/extreme_3d_faces_evaluator

Preprocessing to evaluate 3D face reconstruction from 2D image

Primary LanguagePython

An Evaluator for Extreme 3D Face Reconstruction with Facewarehouse ground truth

The project's aim is to compare the results obtained with the pretrained Extreme 3D Faces CNN (https://github.com/anhttran/extreme_3d_faces) [1] and a ground truth using a well-known dataset (http://kunzhou.net/zjugaps/facewarehouse/) [2] to measure the similarity between the two models and, hence, estimate the performance of the net. The aligment phase is realized with cpd rigid algorithm [3].

Dependencies

To build and run the files, you will need the following libraries:

  • scikit-learn 0.21.2
  • matplotlib 3.1.1
  • pycpd 1.0.5
  • numpy 1.16.2
  • open3d-python 0.7.0.0
  • scipy 1.3.0
  • h5py 2.9.0

How to make it work

To run the whole project, you are required to follow some steps. The parameters of each function will be explained in the next subsection.

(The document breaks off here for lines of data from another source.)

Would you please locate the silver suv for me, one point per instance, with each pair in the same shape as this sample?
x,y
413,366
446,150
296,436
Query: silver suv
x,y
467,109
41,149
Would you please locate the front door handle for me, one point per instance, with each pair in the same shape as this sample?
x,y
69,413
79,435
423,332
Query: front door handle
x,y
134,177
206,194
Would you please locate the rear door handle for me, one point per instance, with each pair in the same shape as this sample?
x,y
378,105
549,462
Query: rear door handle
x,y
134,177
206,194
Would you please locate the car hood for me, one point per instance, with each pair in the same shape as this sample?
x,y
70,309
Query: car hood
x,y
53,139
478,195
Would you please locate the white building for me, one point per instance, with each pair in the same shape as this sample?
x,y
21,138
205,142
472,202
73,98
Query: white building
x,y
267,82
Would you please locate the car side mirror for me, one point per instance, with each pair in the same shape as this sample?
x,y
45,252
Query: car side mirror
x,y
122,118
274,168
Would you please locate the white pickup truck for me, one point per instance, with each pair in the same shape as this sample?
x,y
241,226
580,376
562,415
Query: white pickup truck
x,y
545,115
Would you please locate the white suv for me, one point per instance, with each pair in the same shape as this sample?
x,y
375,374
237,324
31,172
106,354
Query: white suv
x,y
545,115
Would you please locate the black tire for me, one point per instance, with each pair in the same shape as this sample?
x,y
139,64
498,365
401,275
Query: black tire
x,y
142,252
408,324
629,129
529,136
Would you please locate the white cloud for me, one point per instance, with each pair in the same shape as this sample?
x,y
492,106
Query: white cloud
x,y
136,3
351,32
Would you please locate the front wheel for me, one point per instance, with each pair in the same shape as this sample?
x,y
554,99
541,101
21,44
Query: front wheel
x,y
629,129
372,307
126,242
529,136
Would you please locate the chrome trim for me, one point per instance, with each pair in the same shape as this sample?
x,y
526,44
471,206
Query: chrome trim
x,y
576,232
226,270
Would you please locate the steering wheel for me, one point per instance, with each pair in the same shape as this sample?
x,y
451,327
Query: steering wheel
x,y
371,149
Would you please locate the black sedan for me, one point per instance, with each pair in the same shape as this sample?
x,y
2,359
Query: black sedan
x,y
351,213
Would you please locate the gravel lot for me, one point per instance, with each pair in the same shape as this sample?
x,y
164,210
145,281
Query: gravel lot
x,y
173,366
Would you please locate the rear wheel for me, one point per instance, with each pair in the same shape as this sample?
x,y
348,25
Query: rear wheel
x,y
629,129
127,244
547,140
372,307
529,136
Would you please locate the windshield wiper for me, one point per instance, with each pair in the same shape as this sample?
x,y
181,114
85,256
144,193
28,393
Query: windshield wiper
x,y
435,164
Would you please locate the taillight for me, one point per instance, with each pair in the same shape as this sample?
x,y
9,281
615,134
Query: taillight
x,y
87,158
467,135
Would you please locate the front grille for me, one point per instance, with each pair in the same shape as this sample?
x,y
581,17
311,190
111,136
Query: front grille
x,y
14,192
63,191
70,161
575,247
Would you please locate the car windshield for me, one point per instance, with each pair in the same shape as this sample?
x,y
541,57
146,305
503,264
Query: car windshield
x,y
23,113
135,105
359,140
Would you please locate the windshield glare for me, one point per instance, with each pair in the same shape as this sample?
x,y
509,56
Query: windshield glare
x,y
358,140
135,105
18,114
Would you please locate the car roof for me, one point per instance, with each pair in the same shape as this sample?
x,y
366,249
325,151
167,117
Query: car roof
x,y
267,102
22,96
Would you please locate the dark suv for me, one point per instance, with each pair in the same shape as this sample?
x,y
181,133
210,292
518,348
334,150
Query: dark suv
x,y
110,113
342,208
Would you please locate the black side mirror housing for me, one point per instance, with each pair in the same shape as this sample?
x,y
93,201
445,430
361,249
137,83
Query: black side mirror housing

  1. Download the Extreme 3D Faces and follow the instructions to make it work correctly. Otherwise, you will need some 3D models from another CNN in a .ply format (in this case, you will also need to adapt the next steps).
  2. Save the .ply files of the network in the filePlyRete folder.
  3. Get the FaceWarehouse dataset
  4. Copy the data of the dataset in a faceWarehouse folder.
  5. Run the plyTotxt() function in plyConverter.py choosing the right values of the parameters. This will convert the .ply files in a bunch of .txt (stored in the data folder) files in order to make the next steps easier.
  6. Run the MatTotxt() function in the matConverter.py file. This will convert the dataset's .mat 3D models in a .txt format and store them in a groudtruth folder.
  7. Run distancesTest() in test.py to find out how much the two models are similar. If you want an overview of the accuracy of the different poses, you can also run posesPrecision().
  8. To build a heatmap of the alignment, you can run the open3Dheatmap() function in the heatmap.py file.
Parameters
  • plyTotxt(): directory stands for the directory where you can find the .ply files. If you follow the steps above, this should be set to 'filePlyRete/'; compressionLevel stands for the sampling parameter K of the KNNSearch algorithm: since a single model has over 170.000 points, you will probably need to sample the model (depending on your hardware). If you have a single-node cluster, we recommend you to leave this parameter to its default value; radius stands for the maximum distance (from the nose tip) of the useful points: the CNN we've used reconstructs the ears, while the ground truth models have not also those points so, to achieve a better alignment, we've focused just on the face setting this parameter properly.
  • MatTotxt(): same as plyTotxt(), but with ground truth Matlab files.
  • distancesTest(): the FaceWarehouse dataset is structured this way: there are 150 candidates and 20 poses for each candidate. This means we can choose a subset of the candidates and also a subset of poses to run the test. testers and poses are two lists in which you just need to put the number of the testers and the poses you want to test.
  • posesPrecision(): same as distancesTest()
  • open3Dheatmap(): target stands for the ground truth .txt model file path, while source stands for the CNN .txt model file path.

References

[1] A. Tran, T. Hassner, I. Masi, E. Paz, Y. Nirkin, G. Medioni, Extreme 3D Face Reconstruction: Seeing Through Occlusions, IEEE Conf. on Computer Vision and Pattern Recognition (CVPR), 2018.

[2] Cao Chen, Yanlin Weng, Shun Zhou, Yiying Tong, Kun Zhou: "FaceWarehouse: a 3D Facial Expression Database for Visual Computing", IEEE Transactions on Visualization and Computer Graphics, 20(3): 413-425, 2014.

[3] Andriy Myronenko and Xubo Song, Point Set Registration: Coherent Point Drift, IEEE Trans. on Pattern Analysis and Machine Intelligence, vol. 32, issue 12, pp. 2262-2275, 2009.